After RFT (or SFT), we evaluate the model on the same test JSON produced by preprocessing (mixed general + trap, same schema as `val_files`). The evaluation pipeline under `evaluate/` runs **offline inference** and computes **TMR / AMR** and episode-level success rate, using the same action space and matching rules as the reward function.

### 4.1 Main script: `evaluate/evaluate_test.py`

- **Input**
  - `--test_json_path`: path to the test JSON (e.g. the same file as `VAL_DATASET_PATH` or a dedicated test split);
  - `--model_path`: checkpoint to evaluate (SFT or RFT);
  - `--base_model_path` (optional): if set, config is loaded from here and weights from `model_path` (for adapters / merged checkpoints).

- **Inference**
  - Loads the model with HuggingFace `AutoModelForImageTextToText` + `AutoProcessor` (Qwen3-VL style);
  - Builds `messages` from each sample (`messages`, `images`), runs batched `model.generate` with `do_sample=False`;
  - Supports **multi-GPU multi-process** evaluation: `--device_ids` and `--agent_count` split episodes across processes, each process loads one model replica.

- **Action parsing and matching**
  - Uses `evaluate/qwen3_action_mapper.py`:
    - `parse_model_output_to_qwen3(response)` parses the model output into a Qwen3-style action dict;
    - `is_qwen3_action_type_match(pred, gt)` checks action type;
    - `is_qwen3_action_match(pred, gt, click_threshold)` checks type + parameters (click distance ≤ `click_threshold`, text edit distance, swipe direction, etc.).
  - `click_threshold` defaults to **140.0**, consistent with `faithful_grpo.py` and the baseline evaluation.

- **Metrics**
  - **TMR (Type Match Rate)**: fraction of samples where the predicted action **type** matches the ground truth;
  - **AMR (Action Match Rate)**: fraction of samples where the full action (type + parameters) is correct (e.g. click within threshold, correct text, etc.);
  - Metrics are computed **overall** and **by `data_type`** (e.g. general vs trap), and written to:
    - `--result_save_path`: full results + metrics (default: `evaluation_results.json`);
    - `*_statistics_by_datatype.json`: summary statistics per data type.

### 4.2 Usage example

```bash
python evaluate/evaluate_test.py \
  --test_json_path /PATH_TO_TEST_JSON \
  --result_save_path /PATH_TO_OUTPUT/evaluation_results.json \
  --model_path /PATH_TO_SFT_OR_RFT_CHECKPOINT \
  --device_ids "[0,1,2,3]" \
  --agent_count 4 \
  --batch_size 8 \
  --click_threshold 140.0
```

This step is **independent of baseline conversion**: it directly evaluates our model on the unified test set. The baseline evaluation (Section 5) then takes care of converting results into formats required by OS-Atlas, GUI-OWL, UI-TARS, etc., for comparison with other methods.

---

## 5. Baseline evaluation logic (`preprocess/baseline`)

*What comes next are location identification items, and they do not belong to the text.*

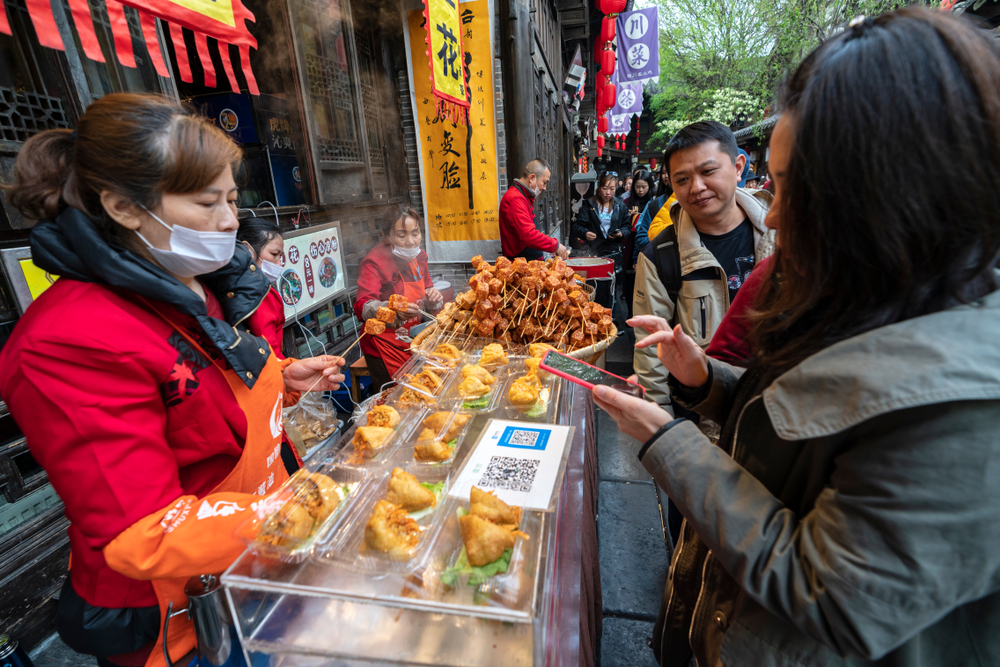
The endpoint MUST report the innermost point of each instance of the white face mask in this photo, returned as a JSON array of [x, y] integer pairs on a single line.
[[192, 253], [271, 270], [405, 253]]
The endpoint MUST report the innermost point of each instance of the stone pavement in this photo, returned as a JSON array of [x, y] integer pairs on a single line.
[[634, 553]]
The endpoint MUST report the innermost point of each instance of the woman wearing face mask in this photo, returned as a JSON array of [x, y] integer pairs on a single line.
[[263, 239], [396, 265], [153, 407]]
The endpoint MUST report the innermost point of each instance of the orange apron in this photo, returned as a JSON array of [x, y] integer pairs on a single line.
[[393, 351], [194, 535]]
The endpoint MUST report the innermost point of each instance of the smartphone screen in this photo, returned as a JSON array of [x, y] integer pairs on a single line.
[[583, 373]]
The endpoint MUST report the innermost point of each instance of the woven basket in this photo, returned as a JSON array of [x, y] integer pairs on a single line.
[[590, 354]]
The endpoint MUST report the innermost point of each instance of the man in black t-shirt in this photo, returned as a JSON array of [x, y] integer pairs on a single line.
[[719, 235]]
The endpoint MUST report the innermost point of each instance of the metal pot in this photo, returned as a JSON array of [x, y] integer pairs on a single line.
[[208, 611]]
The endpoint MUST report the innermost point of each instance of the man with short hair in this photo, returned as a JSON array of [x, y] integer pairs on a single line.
[[691, 271], [519, 237]]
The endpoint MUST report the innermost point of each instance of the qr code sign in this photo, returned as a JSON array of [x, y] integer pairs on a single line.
[[510, 473]]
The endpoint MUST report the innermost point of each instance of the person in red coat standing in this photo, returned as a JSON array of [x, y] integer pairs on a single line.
[[264, 241], [518, 235]]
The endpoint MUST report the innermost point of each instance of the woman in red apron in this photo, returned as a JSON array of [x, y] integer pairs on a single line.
[[151, 403], [396, 265]]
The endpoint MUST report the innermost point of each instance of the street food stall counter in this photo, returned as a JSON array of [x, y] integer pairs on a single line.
[[336, 604]]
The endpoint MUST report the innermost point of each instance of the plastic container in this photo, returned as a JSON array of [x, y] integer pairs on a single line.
[[286, 525], [347, 547], [458, 422], [346, 454]]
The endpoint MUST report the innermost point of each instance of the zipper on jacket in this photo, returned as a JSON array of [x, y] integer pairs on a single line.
[[703, 325]]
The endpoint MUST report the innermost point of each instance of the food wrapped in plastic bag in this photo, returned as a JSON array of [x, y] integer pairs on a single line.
[[310, 421]]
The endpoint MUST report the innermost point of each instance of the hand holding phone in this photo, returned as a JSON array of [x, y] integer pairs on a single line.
[[584, 374]]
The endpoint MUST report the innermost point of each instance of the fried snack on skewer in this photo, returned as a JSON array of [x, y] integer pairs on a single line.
[[485, 504], [383, 416], [405, 491], [374, 326], [391, 530], [494, 355], [399, 303], [371, 438], [478, 372]]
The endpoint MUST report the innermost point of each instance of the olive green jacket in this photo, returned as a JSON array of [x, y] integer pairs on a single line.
[[857, 519]]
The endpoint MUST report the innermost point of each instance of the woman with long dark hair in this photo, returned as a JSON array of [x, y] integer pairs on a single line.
[[151, 403], [850, 513]]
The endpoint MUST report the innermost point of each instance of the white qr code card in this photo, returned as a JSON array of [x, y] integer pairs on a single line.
[[519, 461]]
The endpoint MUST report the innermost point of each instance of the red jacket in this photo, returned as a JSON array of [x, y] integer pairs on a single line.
[[731, 342], [123, 415], [517, 223], [381, 275], [269, 320]]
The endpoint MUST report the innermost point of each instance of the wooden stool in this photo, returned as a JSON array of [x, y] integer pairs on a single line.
[[358, 370]]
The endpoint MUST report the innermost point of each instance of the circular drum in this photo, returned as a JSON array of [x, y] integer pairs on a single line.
[[592, 267]]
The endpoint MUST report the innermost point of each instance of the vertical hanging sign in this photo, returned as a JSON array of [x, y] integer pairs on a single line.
[[446, 46], [638, 46], [458, 160]]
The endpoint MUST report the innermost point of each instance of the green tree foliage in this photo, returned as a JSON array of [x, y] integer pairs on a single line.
[[720, 58]]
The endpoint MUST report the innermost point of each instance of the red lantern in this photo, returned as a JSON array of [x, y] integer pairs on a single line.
[[608, 29], [608, 62], [612, 6]]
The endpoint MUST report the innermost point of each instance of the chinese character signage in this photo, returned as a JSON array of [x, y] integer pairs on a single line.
[[638, 46], [312, 269], [445, 42], [458, 160], [223, 20]]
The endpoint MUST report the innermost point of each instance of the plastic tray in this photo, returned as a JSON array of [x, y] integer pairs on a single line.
[[344, 454], [294, 549], [346, 547], [405, 453]]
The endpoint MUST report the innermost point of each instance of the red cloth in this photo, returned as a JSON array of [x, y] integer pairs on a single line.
[[731, 342], [517, 223], [269, 321], [122, 413], [380, 275]]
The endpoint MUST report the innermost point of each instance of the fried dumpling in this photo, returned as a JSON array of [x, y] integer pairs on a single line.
[[432, 450], [471, 387], [486, 505], [383, 416], [494, 355], [479, 373], [391, 530], [405, 491], [484, 541], [370, 438]]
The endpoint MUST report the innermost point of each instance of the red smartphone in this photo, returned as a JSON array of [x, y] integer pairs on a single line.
[[586, 375]]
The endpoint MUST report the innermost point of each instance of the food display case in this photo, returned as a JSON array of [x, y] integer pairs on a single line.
[[345, 606]]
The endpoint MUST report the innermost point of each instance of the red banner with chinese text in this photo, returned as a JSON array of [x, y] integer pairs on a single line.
[[223, 20]]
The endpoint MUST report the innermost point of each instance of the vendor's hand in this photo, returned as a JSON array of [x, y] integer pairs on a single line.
[[636, 417], [433, 298], [678, 353], [302, 374]]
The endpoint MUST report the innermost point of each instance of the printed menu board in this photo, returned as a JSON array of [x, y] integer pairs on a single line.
[[312, 269]]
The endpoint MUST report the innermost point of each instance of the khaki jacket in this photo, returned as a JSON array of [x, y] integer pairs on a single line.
[[700, 304]]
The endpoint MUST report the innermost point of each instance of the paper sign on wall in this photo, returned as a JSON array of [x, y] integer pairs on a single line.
[[519, 461]]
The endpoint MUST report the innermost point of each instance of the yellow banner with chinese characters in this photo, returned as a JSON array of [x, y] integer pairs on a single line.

To compare with existing GUI baselines, we provide a set of **result conversion + evaluation scripts** under `preprocess/baseline/`:

- `run_preprocess.py`:
  - Takes unified JSON prediction files (with model actions, etc.) and converts them into the formats required by OS‑Atlas, GUI‑OWL, UI‑TARS, and other benchmarks.

- `utils/result_preprocess.py`:
  - Defines a family of `*_RES_PRE_PROCESS` classes to parse and analyze outputs from different models;
  - Converts them into a shared internal action space (`CLICK / TYPE / SCROLL / PRESS_* / COMPLETE / ...`), and computes metrics based on:
    - whether the **action type** matches;
    - whether the **click distance** is below 140;
    - whether **text** matches;
    - whether **scroll direction** matches.
  - Aggregates statistics such as TMR / AMR / TSR, etc.